We’re finally up against it now, aren’t we? After years of dancing round the issue, the law is finally called upon to make a specific ruling on the wearing of the niqab. See the Guardian for a brief summary. So let’s make sure we know what we are talking about, because without a doubt there will be proponents and opponents alike who seek to interpret the decision (whatever it may be) to suit their cause.

To start with: it is indeed a narrow point. The question is whether a woman standing trial is to be permitted to wear the veil in the dock. It is not about the wearing of the veil in everyday life, out in the street, at a place of work, or anywhere else. In one sense it is more important, because court is a place unlike any of those – it is supposedly where only the highest standards of justice and fairness can apply.

We don’t have much law to go on, except that there is no active prohibition on the wearing of the veil when giving evidence. However, there is an interesting case from Australia, occurring three years ago. For the full details see this article from The Australian. But, in brief, a young woman was ordered to remove the veil to give evidence, and all males except court officials, lawyers, jurors and the defendant were removed from the court. It worked at the time, to a degree, but is neither satisfactory nor helpful, as it was a decision born of compromise and not of principle.

It is difficult to resist two points, however. First, that the manner of giving evidence is an important aspect of testimony given on oath. It is asserted that a jury can make equal and sufficient inferences from the body language and tone of voice of a witness (or defendant), without regarding facial expression, but I am afraid that is not a very convincing argument.

Secondly, that if the identity of the defendant is in issue there must be no danger of uncertainty. In matters of procedure, as in the present case, ensuring that the person in the dock is the person supposed to be there can be managed without the risk that a man may see her face; in this instance a female police officer made the identification in private and swore it on oath. But that was possible because the same officer had been present when the defendant was photographed after arrest.

But if the evidence against the defendant were to rest on identification, what then? Surely, there can be no principle that would prevent such identification being made, even if it were by a male witness?

And yet I am not wholly comfortable with the conclusion towards which these thoughts tend. Absolute and clear rulings are always desirable; and a clear ruling that the veil must be removed to give evidence would, I think, serve the interests of justice in all but one important respect – namely that a person – be she witness or defendant – might thereby be deprived of something critical to her ability to function comfortably in society. To someone accustomed to wearing the veil, removing it could instantly cause distress, and that in turn would put her at a real disadvantage.

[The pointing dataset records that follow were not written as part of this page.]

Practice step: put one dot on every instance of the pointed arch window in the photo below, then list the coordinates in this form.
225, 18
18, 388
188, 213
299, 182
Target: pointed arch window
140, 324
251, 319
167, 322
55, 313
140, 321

And there is something bigger in play, too: the tension between freedom of religion and any other form of human and social right. There seems to be a measure of assumption that if religious freedom comes up against secular justice, the latter must prevail. Is that always just? And another concern follows from that: that the ruling given in this, as I said, narrow question – especially if it is to order the removal of the veil – will have an impact far beyond the courtroom.


  1. E Jackson says

    The (US) Supreme Court considered the relationship between religious duties and national law in the Mormon polygamy case,

    U.S. Supreme Court
    Reynolds v. United States, 98 U.S. 145 (1878)at 166
    Can a man excuse his practices to the contrary because of his religious belief?
    To permit this would be to make the professed doctrines of religious belief superior to the law of the land, and, in effect, to permit every citizen to become a law unto himself. Government could exist only in name under such circumstances. is

    This is often paraphrased as “You can believe what you like but you can’t do what you like.”
    Of course, English law defers more to religion, especially the C of E, than US law is allowed to, but this looks like a good starting point.

  2. lourdes says

    In a secular court of law, there should be no room for religious considerations; religion is a private matter, should not be brought into the public domain.